Publicado 27/08/2026 18:37

As autoridades de Kherson instam seus moradores a deixarem a cidade diante dos crescentes ataques da Rússia

Archivo - Arquivo – 2 de junho de 2026, Kherson, Ucrânia: Um prédio residencial danificado por bombardeios russos na cidade de Kherson, na linha de frente, na Ucrânia, em 2 de junho de 2026. O exército russo ataca a cidade diariamente com drones FPV e out
Europa Press/Contacto/Dmytro Smolienko - Arquivo

MADRID 27 ago. (EUROPA PRESS) -

As autoridades de Kherson, no sul da Ucrânia, pediram nesta tarde de quinta-feira aos moradores que abandonem a cidade devido à intensificação dos ataques por parte do Exército russo, uma situação que classificaram como “extremamente difícil”.

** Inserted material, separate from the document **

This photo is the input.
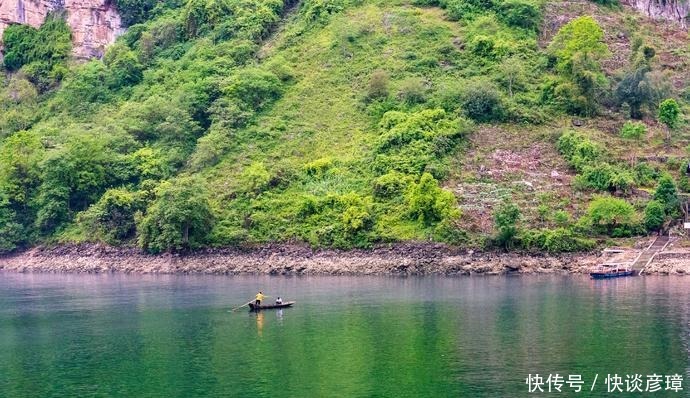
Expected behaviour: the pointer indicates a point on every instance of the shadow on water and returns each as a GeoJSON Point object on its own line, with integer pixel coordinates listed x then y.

“Mais uma vez, faço um apelo aos moradores de Kherson, especialmente às famílias com crianças e aos idosos: se tiverem a oportunidade, parentes ou amigos em regiões mais seguras, partam!”, afirmou nas redes sociais o governador militar da região homônima, Oleksandr Prokudin.

O dirigente garantiu que as autoridades locais ajudarão aqueles que deixarem a região, alegando que “o mais importante agora é salvar vidas”, já que as Forças Armadas russas estão intensificando “diariamente” seus ataques contra “infraestrutura crítica”.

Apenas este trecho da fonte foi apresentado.